The Court observed that the TA failed to demonstrate the existence of the above elements.

THE CONCLUSION

At CARA we always stress on the importance of really understanding the functions and risks undertaken by the parties to a given controlled transaction, as it is extremely crucial not only in determining the range but also in applying the correct methods and profit level indicators (PLIs) to derive the range. This decision of the Court is a case in point for the same.
Different methods and PLIs test different functions of the tested party, especially when the tested party has dual profiles. Therefore, one must be sure to test the correct profile (for e.g., distributor or manufacturer) and the risks associated with that profile, as demonstrated by this case law.
Moreover, experience has shown us that the application of most methods will be imperfect, even, for example, by applying the CUP method which bases itself on very precise internal and/or external comparables.
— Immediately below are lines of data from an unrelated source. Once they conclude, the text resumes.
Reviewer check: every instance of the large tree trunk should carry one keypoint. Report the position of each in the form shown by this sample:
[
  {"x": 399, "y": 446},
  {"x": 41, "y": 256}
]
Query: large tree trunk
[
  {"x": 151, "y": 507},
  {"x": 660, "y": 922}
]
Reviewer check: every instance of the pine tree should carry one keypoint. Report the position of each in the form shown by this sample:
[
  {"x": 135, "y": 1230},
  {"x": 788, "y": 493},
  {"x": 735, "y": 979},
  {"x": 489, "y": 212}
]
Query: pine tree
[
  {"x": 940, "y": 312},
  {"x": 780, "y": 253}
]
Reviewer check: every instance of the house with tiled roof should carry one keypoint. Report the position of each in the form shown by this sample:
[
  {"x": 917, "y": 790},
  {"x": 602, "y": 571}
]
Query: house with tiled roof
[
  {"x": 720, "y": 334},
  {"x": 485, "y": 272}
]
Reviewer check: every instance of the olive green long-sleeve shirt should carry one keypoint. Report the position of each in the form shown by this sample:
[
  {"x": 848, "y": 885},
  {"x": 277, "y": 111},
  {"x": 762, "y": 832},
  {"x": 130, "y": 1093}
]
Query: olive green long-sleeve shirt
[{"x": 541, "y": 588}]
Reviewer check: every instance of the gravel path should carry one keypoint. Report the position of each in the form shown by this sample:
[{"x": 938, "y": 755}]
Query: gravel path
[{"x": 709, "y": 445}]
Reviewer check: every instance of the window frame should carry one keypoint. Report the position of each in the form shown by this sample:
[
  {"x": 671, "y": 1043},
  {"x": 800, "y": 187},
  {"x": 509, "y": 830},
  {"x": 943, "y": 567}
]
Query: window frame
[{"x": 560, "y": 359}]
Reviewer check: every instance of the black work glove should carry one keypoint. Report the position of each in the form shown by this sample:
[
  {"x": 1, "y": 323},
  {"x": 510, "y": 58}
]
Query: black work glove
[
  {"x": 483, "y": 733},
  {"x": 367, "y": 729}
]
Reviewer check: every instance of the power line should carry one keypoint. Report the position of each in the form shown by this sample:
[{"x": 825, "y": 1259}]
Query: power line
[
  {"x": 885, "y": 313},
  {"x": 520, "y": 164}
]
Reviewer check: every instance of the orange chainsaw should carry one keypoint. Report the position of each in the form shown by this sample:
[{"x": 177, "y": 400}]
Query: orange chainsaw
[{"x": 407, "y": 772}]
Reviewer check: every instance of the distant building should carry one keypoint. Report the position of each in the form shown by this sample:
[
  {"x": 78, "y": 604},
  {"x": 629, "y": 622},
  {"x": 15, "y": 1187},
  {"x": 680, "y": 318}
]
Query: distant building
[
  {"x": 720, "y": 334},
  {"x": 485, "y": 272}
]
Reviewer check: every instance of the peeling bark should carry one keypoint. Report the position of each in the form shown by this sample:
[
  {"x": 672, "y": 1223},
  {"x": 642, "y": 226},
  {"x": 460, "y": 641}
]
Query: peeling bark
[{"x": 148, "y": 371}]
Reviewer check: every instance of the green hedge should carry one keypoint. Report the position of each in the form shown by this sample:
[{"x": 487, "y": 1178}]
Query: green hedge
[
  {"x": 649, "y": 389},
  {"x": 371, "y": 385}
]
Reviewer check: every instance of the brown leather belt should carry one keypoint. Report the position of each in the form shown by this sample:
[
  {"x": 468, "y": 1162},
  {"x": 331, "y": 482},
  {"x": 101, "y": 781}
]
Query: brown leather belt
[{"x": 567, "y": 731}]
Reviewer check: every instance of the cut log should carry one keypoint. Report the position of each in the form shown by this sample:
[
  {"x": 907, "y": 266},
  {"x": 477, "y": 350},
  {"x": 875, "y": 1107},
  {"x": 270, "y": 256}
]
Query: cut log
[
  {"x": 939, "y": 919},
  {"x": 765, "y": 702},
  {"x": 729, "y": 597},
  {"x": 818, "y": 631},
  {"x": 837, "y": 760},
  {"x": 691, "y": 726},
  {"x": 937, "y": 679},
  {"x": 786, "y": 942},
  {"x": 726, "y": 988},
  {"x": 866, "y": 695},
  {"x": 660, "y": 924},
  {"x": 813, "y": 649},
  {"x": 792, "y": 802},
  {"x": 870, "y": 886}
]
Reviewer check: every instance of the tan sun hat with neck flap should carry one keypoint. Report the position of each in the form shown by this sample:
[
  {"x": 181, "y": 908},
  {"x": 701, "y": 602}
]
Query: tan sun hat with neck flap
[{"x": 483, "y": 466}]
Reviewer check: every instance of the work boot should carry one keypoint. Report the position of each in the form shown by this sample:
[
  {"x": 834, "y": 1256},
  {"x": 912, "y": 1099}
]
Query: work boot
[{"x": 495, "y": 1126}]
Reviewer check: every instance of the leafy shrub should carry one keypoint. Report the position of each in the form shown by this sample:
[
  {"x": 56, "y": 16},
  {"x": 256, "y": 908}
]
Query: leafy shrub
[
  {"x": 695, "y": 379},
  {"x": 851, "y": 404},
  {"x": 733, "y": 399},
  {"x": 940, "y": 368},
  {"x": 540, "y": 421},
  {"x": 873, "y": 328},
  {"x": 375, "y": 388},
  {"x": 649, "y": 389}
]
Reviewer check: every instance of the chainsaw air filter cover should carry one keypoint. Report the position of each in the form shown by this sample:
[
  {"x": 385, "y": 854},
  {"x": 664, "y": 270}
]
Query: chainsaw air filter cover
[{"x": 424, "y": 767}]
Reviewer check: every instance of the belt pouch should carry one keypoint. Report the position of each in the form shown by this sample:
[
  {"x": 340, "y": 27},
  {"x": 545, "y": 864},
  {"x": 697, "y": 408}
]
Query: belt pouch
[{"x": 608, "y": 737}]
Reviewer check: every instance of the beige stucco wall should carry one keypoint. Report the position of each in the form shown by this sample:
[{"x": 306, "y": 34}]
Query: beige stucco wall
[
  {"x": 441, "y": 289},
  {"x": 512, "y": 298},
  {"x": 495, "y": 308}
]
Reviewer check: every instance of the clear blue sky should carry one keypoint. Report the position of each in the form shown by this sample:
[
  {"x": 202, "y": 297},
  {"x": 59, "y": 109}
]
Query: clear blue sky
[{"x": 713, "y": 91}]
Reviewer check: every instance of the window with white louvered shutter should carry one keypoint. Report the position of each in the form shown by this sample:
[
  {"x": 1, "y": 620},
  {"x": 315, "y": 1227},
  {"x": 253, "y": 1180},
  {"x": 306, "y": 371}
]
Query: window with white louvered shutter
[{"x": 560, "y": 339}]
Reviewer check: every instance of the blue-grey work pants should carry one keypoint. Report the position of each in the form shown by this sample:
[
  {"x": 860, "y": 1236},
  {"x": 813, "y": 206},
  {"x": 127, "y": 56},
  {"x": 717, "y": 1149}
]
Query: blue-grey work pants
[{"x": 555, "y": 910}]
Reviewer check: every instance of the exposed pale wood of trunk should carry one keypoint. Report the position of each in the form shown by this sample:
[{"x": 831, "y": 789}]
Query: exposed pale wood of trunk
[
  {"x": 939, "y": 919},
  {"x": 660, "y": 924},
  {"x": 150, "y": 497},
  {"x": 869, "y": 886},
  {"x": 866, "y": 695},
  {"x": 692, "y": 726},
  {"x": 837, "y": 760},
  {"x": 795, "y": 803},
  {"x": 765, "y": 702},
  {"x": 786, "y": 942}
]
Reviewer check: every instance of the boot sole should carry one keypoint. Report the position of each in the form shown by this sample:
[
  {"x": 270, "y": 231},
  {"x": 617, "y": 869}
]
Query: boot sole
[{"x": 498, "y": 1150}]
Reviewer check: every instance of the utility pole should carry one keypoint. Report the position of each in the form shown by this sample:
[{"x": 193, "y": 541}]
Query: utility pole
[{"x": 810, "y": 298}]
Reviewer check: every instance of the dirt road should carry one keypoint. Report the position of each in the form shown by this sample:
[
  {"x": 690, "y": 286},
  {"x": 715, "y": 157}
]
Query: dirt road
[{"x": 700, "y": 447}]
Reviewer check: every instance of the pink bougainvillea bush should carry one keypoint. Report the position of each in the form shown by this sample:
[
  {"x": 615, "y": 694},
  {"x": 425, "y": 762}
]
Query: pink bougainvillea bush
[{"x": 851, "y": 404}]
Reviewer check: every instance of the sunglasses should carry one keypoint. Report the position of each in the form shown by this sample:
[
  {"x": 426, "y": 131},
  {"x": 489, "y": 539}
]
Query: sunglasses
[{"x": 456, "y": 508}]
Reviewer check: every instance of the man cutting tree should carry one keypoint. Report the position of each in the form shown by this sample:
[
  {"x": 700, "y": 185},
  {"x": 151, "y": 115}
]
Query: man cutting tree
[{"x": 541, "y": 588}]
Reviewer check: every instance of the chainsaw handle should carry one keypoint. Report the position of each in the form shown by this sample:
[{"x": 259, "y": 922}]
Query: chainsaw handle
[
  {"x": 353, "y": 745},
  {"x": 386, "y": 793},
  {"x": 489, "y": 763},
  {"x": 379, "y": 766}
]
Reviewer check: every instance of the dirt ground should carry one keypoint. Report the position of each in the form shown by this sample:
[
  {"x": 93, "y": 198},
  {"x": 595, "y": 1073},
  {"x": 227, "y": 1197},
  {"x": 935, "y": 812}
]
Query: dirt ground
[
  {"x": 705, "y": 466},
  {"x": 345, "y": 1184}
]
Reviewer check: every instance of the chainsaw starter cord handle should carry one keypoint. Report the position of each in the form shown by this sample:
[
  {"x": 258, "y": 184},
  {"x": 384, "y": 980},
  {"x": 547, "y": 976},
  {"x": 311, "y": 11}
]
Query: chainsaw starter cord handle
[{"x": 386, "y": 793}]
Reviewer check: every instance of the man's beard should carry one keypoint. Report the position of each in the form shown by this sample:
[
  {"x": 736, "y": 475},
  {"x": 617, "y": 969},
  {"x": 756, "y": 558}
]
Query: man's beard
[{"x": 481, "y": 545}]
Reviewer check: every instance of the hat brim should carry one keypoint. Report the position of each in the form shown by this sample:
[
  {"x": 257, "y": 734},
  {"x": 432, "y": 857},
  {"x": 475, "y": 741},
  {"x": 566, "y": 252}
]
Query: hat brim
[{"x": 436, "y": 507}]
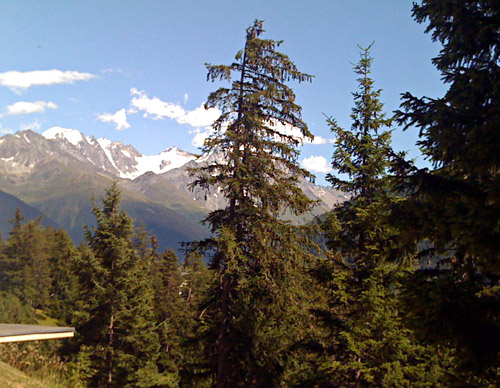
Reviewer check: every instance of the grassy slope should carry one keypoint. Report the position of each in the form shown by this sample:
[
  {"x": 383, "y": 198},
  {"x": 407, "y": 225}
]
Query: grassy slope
[{"x": 13, "y": 378}]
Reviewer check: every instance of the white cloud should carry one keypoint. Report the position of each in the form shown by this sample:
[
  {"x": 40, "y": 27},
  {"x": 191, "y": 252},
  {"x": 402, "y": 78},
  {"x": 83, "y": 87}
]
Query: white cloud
[
  {"x": 25, "y": 107},
  {"x": 287, "y": 129},
  {"x": 119, "y": 118},
  {"x": 200, "y": 136},
  {"x": 200, "y": 117},
  {"x": 316, "y": 164},
  {"x": 19, "y": 81},
  {"x": 158, "y": 110},
  {"x": 155, "y": 107},
  {"x": 34, "y": 126}
]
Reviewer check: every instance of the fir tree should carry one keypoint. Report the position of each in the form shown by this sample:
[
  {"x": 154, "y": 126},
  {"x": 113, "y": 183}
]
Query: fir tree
[
  {"x": 61, "y": 252},
  {"x": 114, "y": 317},
  {"x": 455, "y": 205},
  {"x": 367, "y": 344},
  {"x": 24, "y": 268},
  {"x": 171, "y": 313},
  {"x": 254, "y": 256}
]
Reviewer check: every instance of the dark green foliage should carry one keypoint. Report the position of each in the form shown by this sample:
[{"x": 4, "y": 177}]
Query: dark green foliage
[
  {"x": 171, "y": 313},
  {"x": 251, "y": 313},
  {"x": 24, "y": 266},
  {"x": 115, "y": 318},
  {"x": 63, "y": 282},
  {"x": 365, "y": 343},
  {"x": 456, "y": 204}
]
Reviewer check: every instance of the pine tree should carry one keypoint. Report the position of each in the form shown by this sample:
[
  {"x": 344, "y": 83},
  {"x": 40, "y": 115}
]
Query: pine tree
[
  {"x": 455, "y": 205},
  {"x": 24, "y": 268},
  {"x": 114, "y": 317},
  {"x": 61, "y": 253},
  {"x": 11, "y": 267},
  {"x": 366, "y": 344},
  {"x": 254, "y": 255},
  {"x": 171, "y": 313}
]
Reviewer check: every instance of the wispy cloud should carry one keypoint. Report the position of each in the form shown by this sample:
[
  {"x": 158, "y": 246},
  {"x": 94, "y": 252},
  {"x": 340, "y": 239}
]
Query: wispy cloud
[
  {"x": 19, "y": 81},
  {"x": 119, "y": 118},
  {"x": 199, "y": 136},
  {"x": 158, "y": 110},
  {"x": 34, "y": 126},
  {"x": 316, "y": 164},
  {"x": 26, "y": 107},
  {"x": 297, "y": 134}
]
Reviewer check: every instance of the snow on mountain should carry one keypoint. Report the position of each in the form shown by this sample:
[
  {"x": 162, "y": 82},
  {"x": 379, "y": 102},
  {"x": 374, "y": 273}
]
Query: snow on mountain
[
  {"x": 72, "y": 135},
  {"x": 117, "y": 158},
  {"x": 167, "y": 160}
]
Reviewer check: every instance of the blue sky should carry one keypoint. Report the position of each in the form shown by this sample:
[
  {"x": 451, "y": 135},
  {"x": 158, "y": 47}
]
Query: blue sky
[{"x": 133, "y": 71}]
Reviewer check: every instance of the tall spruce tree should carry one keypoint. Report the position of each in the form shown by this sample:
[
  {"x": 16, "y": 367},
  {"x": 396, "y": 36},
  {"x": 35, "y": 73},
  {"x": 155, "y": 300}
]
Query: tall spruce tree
[
  {"x": 455, "y": 205},
  {"x": 114, "y": 318},
  {"x": 365, "y": 344},
  {"x": 254, "y": 255}
]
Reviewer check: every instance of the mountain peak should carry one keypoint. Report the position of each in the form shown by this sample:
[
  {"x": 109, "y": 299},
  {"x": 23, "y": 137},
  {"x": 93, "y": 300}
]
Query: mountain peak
[{"x": 73, "y": 136}]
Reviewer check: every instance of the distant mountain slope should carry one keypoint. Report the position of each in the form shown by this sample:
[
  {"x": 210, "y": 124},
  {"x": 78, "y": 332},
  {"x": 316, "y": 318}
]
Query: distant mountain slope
[
  {"x": 8, "y": 206},
  {"x": 57, "y": 173}
]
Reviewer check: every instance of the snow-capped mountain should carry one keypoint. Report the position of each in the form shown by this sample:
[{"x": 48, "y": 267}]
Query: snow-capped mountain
[
  {"x": 59, "y": 171},
  {"x": 28, "y": 156},
  {"x": 121, "y": 160}
]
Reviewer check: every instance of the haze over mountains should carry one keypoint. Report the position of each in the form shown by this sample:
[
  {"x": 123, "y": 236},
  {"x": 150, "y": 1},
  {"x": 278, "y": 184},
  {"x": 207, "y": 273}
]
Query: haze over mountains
[{"x": 57, "y": 173}]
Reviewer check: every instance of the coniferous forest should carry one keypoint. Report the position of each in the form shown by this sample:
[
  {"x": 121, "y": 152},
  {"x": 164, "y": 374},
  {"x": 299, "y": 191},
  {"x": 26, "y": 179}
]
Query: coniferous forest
[{"x": 398, "y": 286}]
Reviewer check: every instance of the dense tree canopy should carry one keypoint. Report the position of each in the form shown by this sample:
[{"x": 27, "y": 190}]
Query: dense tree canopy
[
  {"x": 455, "y": 206},
  {"x": 253, "y": 253}
]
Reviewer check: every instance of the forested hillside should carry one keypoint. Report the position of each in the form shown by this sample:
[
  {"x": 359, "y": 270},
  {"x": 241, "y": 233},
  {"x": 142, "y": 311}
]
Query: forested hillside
[{"x": 396, "y": 286}]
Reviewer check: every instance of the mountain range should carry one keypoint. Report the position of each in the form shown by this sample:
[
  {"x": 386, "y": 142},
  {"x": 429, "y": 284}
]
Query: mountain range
[{"x": 56, "y": 173}]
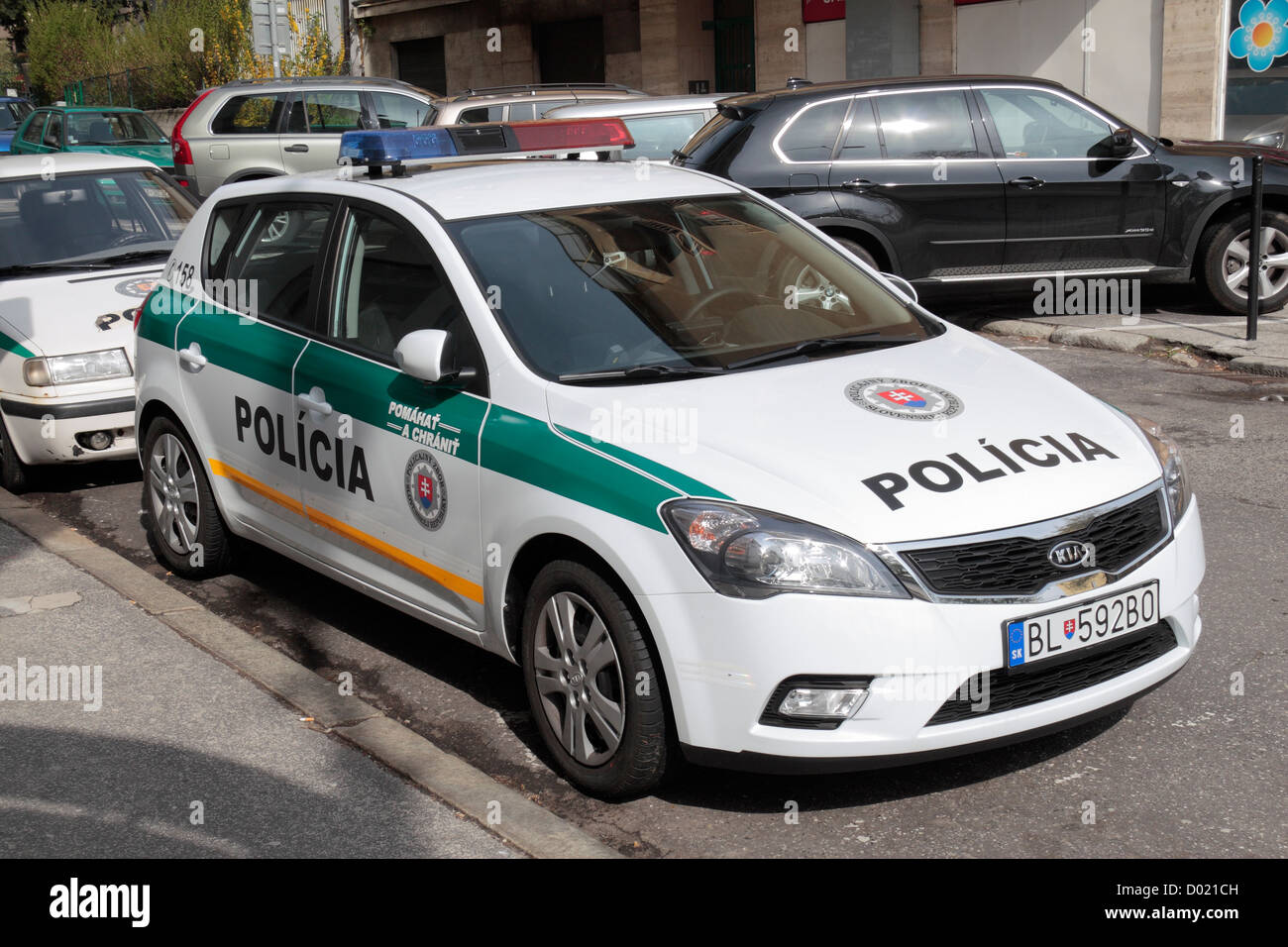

The reason for the same is that
(i) comparable data available for testing such method may certainly not take into account the various risks undertaken by the parties; or
(ii) it may not reflect the economic reality at a given period of time.

However, we may conclude that clear and cogent functional and risk characterization is key in determining a relevant interquartile range, and is therefore, THE antidote to tax assessments.